Multimillionaire Donald Trump, a Republican candidate for the U.S. presidency, insulted Mexican immigrants by saying that “México sends us drugs, crime and rapists.”

He announced that when he is president, he would build a wall along the border to keep out undesirables and force them to pay for the construction. In response, cartoonists and indignant editorial writers ridiculed Trump, singers complained, diplomats were astonished and beauty queens threatened reprisal. All Latinos collectively felt the remark referred to them, and were humiliated and offended by Trump’s statements which they considered an unacceptable joke.

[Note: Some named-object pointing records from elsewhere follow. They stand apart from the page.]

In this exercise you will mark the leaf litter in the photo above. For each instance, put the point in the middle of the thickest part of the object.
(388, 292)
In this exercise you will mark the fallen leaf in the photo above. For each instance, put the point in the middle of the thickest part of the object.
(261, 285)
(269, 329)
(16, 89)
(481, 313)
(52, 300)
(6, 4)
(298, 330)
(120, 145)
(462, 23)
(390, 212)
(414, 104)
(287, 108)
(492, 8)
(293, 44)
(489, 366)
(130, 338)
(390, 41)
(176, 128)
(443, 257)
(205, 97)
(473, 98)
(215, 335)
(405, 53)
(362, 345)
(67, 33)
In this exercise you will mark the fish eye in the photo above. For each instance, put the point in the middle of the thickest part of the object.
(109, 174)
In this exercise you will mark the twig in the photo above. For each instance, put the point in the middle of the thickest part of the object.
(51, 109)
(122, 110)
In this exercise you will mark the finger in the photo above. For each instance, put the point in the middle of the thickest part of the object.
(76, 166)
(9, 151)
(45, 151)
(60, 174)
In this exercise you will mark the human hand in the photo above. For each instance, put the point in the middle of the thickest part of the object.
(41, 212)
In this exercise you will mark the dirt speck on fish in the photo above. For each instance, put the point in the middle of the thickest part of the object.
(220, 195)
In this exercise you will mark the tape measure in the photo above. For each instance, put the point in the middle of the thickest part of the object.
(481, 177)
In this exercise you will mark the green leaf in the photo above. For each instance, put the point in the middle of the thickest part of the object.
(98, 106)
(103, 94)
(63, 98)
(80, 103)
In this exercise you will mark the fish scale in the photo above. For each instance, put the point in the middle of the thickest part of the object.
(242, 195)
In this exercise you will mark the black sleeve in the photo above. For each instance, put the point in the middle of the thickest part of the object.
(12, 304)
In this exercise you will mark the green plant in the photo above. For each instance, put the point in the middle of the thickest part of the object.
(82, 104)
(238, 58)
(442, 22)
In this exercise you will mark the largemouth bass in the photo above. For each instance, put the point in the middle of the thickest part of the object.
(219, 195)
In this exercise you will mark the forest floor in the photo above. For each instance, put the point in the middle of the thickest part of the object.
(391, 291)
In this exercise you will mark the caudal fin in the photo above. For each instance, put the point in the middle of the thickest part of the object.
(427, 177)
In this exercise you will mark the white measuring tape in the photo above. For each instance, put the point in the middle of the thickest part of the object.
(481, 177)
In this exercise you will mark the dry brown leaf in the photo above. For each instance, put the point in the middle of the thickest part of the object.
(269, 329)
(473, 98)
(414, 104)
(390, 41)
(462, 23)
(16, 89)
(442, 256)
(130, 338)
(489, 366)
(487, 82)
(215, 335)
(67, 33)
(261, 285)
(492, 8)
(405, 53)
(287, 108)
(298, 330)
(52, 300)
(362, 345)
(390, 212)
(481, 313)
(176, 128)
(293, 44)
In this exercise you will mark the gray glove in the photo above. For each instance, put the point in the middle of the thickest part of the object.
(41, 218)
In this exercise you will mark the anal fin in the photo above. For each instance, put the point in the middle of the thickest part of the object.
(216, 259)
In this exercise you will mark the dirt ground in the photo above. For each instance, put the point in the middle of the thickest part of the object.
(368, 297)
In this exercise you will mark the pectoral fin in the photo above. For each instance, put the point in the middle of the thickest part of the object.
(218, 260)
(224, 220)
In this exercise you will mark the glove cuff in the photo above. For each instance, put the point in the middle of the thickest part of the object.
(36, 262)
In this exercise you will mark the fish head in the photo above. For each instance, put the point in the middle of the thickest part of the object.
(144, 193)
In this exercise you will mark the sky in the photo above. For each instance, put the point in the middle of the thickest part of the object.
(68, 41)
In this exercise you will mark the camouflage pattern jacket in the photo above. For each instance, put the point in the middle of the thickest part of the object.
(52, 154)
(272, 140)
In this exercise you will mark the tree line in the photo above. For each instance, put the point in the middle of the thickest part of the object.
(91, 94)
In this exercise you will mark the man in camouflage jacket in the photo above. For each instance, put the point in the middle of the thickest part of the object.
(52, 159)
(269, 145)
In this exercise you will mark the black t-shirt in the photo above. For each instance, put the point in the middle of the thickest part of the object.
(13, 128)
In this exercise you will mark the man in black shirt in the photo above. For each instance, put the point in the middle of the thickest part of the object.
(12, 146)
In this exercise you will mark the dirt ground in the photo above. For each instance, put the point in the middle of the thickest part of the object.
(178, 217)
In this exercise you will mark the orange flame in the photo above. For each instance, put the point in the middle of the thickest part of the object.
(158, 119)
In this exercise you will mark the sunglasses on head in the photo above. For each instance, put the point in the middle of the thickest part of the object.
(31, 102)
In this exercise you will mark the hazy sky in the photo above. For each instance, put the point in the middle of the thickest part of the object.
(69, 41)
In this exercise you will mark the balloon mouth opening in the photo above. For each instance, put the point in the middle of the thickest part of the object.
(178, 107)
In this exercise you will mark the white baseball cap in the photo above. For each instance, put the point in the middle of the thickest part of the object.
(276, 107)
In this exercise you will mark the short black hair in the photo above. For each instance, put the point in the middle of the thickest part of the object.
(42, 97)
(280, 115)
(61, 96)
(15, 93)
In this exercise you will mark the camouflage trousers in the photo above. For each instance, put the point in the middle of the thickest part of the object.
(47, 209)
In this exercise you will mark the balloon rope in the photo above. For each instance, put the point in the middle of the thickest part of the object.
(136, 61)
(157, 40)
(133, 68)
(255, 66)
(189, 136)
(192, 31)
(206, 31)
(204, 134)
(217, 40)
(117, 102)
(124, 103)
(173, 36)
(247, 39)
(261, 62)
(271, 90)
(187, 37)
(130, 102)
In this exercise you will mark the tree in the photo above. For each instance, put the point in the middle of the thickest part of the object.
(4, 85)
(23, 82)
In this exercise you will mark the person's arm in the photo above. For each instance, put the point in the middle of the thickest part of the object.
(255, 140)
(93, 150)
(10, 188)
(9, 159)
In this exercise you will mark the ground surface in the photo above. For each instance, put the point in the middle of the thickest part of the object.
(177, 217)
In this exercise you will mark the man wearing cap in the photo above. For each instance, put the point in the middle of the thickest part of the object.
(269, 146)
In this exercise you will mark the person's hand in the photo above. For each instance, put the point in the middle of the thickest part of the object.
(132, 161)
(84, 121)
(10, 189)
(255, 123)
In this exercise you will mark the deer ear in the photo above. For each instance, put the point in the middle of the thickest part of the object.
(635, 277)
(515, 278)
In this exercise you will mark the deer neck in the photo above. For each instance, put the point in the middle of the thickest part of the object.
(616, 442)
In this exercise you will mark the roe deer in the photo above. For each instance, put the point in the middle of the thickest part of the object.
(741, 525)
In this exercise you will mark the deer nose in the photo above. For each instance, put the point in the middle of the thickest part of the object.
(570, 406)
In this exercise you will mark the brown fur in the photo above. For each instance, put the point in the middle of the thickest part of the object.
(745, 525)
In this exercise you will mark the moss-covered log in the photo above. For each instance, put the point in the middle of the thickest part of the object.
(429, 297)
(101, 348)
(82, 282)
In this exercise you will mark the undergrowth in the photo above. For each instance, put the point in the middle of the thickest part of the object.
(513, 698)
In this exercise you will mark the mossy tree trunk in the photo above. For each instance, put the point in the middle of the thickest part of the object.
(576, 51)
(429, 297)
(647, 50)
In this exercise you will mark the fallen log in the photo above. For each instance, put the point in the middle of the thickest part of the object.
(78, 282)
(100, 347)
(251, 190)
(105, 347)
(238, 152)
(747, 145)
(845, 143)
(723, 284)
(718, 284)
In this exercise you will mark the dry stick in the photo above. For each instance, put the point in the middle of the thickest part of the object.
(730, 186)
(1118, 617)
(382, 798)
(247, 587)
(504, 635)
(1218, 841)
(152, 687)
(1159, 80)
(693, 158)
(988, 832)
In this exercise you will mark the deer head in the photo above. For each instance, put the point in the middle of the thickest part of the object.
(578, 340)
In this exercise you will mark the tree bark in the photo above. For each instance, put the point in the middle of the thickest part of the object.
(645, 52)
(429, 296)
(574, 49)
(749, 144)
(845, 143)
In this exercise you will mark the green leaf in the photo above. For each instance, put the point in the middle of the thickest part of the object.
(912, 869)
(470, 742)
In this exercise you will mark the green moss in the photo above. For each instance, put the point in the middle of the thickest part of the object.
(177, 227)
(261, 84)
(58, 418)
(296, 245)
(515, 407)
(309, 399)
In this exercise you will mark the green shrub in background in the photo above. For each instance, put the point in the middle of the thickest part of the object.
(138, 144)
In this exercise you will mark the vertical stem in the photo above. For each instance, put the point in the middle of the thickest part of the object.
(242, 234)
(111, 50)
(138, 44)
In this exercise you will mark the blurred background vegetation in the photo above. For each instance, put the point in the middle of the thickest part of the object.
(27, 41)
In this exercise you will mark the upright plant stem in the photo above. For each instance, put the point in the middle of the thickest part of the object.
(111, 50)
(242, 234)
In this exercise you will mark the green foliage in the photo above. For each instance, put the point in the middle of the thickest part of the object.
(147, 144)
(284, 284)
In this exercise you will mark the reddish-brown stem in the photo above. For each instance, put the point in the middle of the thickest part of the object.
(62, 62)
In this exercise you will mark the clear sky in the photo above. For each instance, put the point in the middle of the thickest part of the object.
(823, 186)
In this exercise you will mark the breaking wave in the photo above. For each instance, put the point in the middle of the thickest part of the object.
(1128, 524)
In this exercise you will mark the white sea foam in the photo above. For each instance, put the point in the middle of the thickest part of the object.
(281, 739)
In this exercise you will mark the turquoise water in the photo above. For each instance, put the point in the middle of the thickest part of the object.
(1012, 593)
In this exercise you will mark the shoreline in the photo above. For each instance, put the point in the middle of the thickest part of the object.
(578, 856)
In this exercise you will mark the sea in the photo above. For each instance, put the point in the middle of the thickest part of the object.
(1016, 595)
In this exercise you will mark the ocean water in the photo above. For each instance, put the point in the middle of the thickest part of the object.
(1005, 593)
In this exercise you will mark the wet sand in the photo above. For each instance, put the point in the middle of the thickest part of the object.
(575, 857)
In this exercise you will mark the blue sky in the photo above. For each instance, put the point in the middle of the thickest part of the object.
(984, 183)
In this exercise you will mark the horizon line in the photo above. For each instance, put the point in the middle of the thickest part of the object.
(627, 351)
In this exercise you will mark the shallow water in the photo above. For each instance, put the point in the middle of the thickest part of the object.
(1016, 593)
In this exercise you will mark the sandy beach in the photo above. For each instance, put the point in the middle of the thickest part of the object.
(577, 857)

He can be intolerable. But he has always been tolerated, and this is nothing new. All the U.S. presidents have thought the things that Donald Trump says, and at times, they have even said those things themselves. Whether speaking or keeping silent, all the presidents have behaved according to the thoughts expressed by Trump. It was James Monroe that defined Latin America as the “backyard” of the United States in his Monroe Doctrine. From Washington in the 18th century to Obama today, they have all treated Latin America as if it were. Washington supported Haiti with arms and money for the French planters’ fight against the revolution of black slaves, fearing the spread of freedom. Lincoln wanted to get rid of emancipated slaves by sending them to colonize Central America, but could not do so. Obama continues using his Guantanamo base in Cuba for the illegal dumping of prisoners without trial. Why doesn’t the same thing happen on other continents that also have military bases? Like in Japan or Great Britain, for example? Regarding Trump’s proposed wall, President George H.W. Bush’s son has already built most of it.

The presidents are not alone in their secular disdain for their southern neighbors; it is shared by the entire nation. The United States is a country of immigrants who are assimilated — which is, like everything, good and bad at the same time. They are assimilated to the point of being considered, by way of the “American dream,” to be genuine White Anglo-Saxon Protestants or WASPs from the second generation on, having arrived as Irish or Polish, Italian or Russian, but still white in every way, not black or red. For example, there are two candidates competing with Trump for the Republican nomination, Cuban-Americans Ted Cruz and Marco Rubio, whose announced immigration policies consist, as usual, of deporting those who come to take the path that they used to access the American dream. Xenophobia is the first patriotic sentiment that new immigrants absorb.

However, moving from sentiment to reality, Donald Trump’s statements are only partially true. Latino drug dealers in the United States have been deported, and after transferring part of their fortunes to the U.S. Treasury, they remain living outside the U.S. The contrary situation is much more notorious. The United States is the “good” northern neighbor which has historically sent thieves and criminals to its “bad” southern neighbors in Latin America. The U.S. has not only exported drug traffickers but the drug business itself. This is the product of American drug addiction and laws prohibiting drug use, without which there would be no business.

But to say that would be unpopular, even if it were true. Xenophobic insults have more impact, though they generate protest by Puerto Rican singer Ricky Martin or Mexican magnate Carlos Slim. So it is possible that the next president of the United States could be Donald Trump, and he’ll make us pay for his promised border, but that would be nothing new.